AIMA Update

The impact of the EC’s Directive on third country fund managers

August 2009

The EU Commission (EC) published the text of a draft Directive on Alternative Investment Fund Managers (AIFMs) (the Directive) on 30th April 2009. The Directive applies primarily to any AIFM which is established in an EU member state and which provides management and administration services to one or more alternative investment funds (AIFs), a term which includes both hedge funds and funds of hedge funds. However, it will also apply to the marketing of AIFs within the EU by AIFMs which are established outside the EU, or third country fund managers.

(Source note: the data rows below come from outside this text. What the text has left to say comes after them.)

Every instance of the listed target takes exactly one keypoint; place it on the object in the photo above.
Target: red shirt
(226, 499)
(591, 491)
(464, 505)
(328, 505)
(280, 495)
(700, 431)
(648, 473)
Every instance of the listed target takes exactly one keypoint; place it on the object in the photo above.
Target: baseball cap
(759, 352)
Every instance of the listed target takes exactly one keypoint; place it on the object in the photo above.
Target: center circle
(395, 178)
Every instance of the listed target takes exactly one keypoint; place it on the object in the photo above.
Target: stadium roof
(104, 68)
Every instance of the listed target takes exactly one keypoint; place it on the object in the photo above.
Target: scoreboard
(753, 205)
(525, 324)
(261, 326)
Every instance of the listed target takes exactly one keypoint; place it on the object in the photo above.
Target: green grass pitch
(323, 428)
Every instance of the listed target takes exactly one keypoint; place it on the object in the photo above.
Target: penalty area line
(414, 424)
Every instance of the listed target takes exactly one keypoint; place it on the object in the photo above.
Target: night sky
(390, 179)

This note examines the consequences of the current Directive text for third country fund managers and considers the probable impact (intended or otherwise) of the draft provisions on EU investors. The Directive is merely at the start of the EU’s legislative process and it is inevitable that amendments will be made to its text before the Directive comes into force. It is to be hoped that such amendments will resolve a number of areas (indicated below) where greater clarity is needed. This note seeks to provide indicative guidance only – if you require legal advice on any issue, you should seek appropriate professional assistance.

1. As a third country fund manager, can I market funds within the EU under the Directive?
An EU member state may authorise a third country fund manager to market an AIF of which it is the manager across the EU, provided a number of conditions are satisfied.

(See paragraph six below in respect of the conditions referred to; see paragraph 10 below for the meaning of the term “marketing” under the Directive.)